MPRA Paper from University Library of Munich, Germany

Abstract: As asserted in standard literature, there is an implicit circular relationship between the productivity growth and the potential level of production (and, consequently, the estimation of the natural rate of unemployment is also altered). In order to avoid such emerging impediment in any estimating macroeconomic model, an autonomous dynamic model to estimate the trend of productivity growth must be used. Moreover, taking into account that the current level of productivity is implicitly influenced by the actual unemployment rate, it is usually recommended as a more accurate solution to try to obtain firstly an estimate for the “pure” productivity.

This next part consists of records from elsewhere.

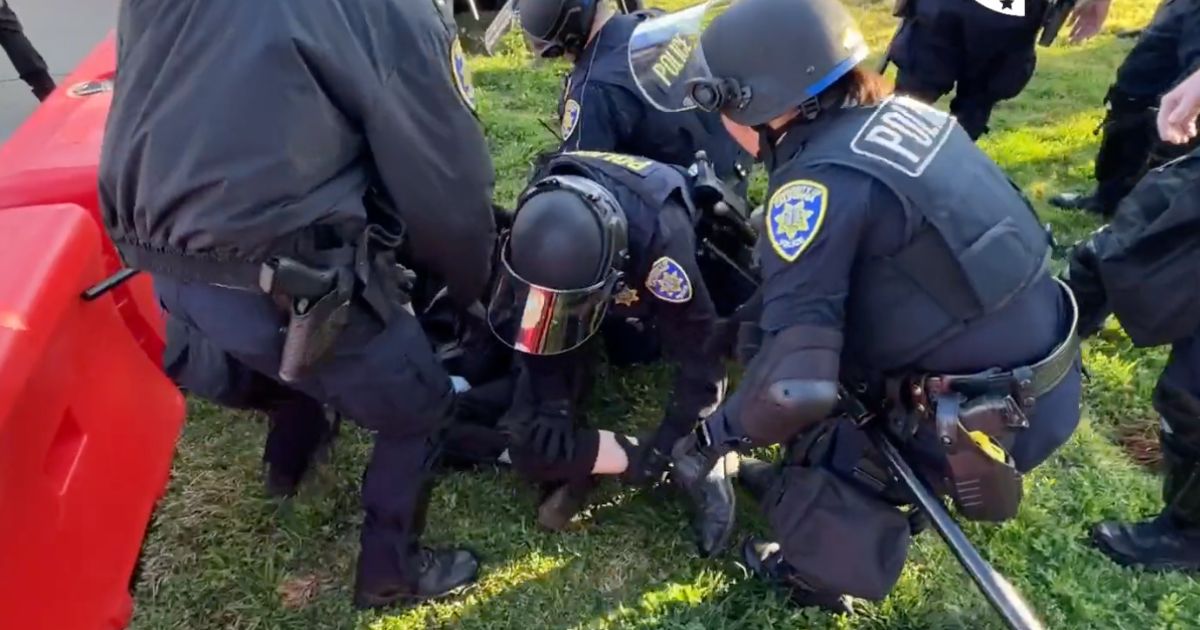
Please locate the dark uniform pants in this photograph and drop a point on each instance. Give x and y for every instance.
(1165, 53)
(24, 58)
(960, 46)
(835, 515)
(223, 345)
(1177, 400)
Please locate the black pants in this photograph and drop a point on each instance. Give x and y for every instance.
(1177, 400)
(223, 345)
(30, 65)
(960, 46)
(1167, 52)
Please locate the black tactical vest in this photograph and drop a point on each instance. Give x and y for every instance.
(979, 244)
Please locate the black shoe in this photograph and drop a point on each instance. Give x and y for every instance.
(1158, 544)
(711, 489)
(442, 573)
(562, 503)
(42, 85)
(1078, 201)
(756, 477)
(765, 559)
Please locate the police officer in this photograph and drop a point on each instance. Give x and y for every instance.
(603, 235)
(897, 259)
(238, 156)
(1141, 268)
(30, 66)
(983, 51)
(601, 109)
(1167, 52)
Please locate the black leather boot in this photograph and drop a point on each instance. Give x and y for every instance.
(765, 559)
(706, 477)
(563, 502)
(435, 574)
(756, 477)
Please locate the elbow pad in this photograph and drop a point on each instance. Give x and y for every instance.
(795, 385)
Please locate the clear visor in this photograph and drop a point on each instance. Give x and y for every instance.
(665, 55)
(539, 321)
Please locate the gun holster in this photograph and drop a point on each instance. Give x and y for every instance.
(317, 303)
(976, 435)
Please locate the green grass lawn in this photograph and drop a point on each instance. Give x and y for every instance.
(220, 555)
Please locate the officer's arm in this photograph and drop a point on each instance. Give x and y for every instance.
(432, 159)
(792, 382)
(599, 118)
(684, 328)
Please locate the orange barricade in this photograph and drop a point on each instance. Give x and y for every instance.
(88, 426)
(54, 156)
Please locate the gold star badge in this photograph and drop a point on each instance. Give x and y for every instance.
(627, 297)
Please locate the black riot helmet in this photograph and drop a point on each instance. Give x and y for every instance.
(751, 60)
(561, 264)
(556, 27)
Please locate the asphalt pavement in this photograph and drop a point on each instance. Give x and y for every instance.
(64, 31)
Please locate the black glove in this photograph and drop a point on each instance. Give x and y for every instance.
(649, 461)
(1084, 279)
(549, 433)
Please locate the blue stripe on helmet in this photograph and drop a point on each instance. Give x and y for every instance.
(838, 71)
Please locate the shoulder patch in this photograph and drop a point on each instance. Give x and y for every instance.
(904, 133)
(669, 282)
(570, 118)
(462, 73)
(795, 216)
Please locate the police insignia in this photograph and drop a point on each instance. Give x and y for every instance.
(625, 297)
(795, 216)
(462, 75)
(570, 118)
(667, 281)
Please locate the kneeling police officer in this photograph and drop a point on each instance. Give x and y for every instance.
(600, 237)
(601, 108)
(241, 144)
(899, 262)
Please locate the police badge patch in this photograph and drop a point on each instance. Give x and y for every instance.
(795, 216)
(462, 75)
(570, 118)
(669, 282)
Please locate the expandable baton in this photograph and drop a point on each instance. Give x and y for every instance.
(1000, 593)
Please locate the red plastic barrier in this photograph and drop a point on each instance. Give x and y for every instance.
(54, 156)
(88, 426)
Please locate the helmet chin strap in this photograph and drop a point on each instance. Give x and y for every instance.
(805, 113)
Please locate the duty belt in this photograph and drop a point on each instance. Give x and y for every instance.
(976, 419)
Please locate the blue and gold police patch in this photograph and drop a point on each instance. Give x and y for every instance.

This must be neutral relating to the short-term changes in employment, but in long run, it is affected by factors such as the general technological progress, the increase in the educational level, the growth of the R&D system, the expansion of the “new economy”, etc. In this paper, we use a simple dynamic model to estimate the growth of pure productivity independently of the actual level of employment and, implicitly, of the unemployment rate. Afterwards, the estimated changes in the pure productivity level are compared with the potential production trend in the case of the Romanian economy during the transition period.

Keywords: pure productivity; potential GDP; natural rate of unemployment; smoothing filters (search for similar items in EconPapers)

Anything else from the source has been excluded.